ある意味で伝統的なお祭りみたいなものなので可視化されていないルールや決まり事も多く、この数カ月は心身ともに多忙な日々を過ごしました。

図面を持って西へ東へ、真夏のクソ暑い日も大雨で新幹線が止まった日もスーツでウロウロ。
大人の事情で頼れない人や会社も多く、なかなか寝付けないくらい追いつめられた日もありましたが・・・
関係各所が本当に優しくしてくれたおかげで徐々に歌舞伎への理解も深まり、なんとかやっとココまで辿り着いたような今の状況でございます。
ちなみに本日(10/10)の今ごろは御園座での稽古も佳境に入っている頃。
僕どんな顔してんだろ。笑

歌舞伎か、それ以外か。
この業界ではそれくらい別物。常識も決まり事も普段の劇場公演とは全く違います。
特に大道具は非常に複雑で、何を決めるにも「あの時のアレ」で話が進むような特別な経験値が必要なんですね。
ミュージカルやお芝居、オペラなんかで育った僕たちから見たらまさに異世界。とは言えお約束と不文律の中で戦ってきた彼らに対する敬意はもちろんあり、秘かな憧れも感じていました。

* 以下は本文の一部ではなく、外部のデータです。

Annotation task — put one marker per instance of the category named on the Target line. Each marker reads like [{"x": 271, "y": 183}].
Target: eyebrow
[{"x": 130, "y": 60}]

今回は御園座の舞台に本物の歌舞伎を並べなければならないというミッションの為、無知を笑われ見下される覚悟と、そんな事すらもうどうでもいいくらいの使命感を持って臨みました。
あちらから見れば僕たちなんてイロモノ専門大道具。しかも名古屋の田舎モンですからね。

塩対応で当たり前、と腹を括って訪問した先々で頂いたのは・・・両手いっぱいの資料や舞台映像と寄ってたかっての解説、そして何かあったら頼れといただいた名刺の束でございました。
これが歌舞伎界を護ってきた職業人たちの凄みか・・・と、帰りの新幹線では妙に納得。
新参者は排除してやる!なんてよく考えたらまさに田舎者の発想だもんね。最近そんな話ばっかで被害妄想みたいになってました。お恥ずかしい。

本音を言えば現代の歌舞伎文化に思う所はたくさんあります。
でも
名を残すことに1ミリの興味も無く、ただ純粋にこの伝統文化の繁栄を願う人たちに出会ってしまうと・・・預かったバトンを握りしめて全力で走らなければ、とも思うんです。

ライトを浴びず、世間から賞賛されることも望まない、踊れない国宝たち。
映画に全く興味が湧かないのは、本物を知ってしまったからなのかもしれませんね。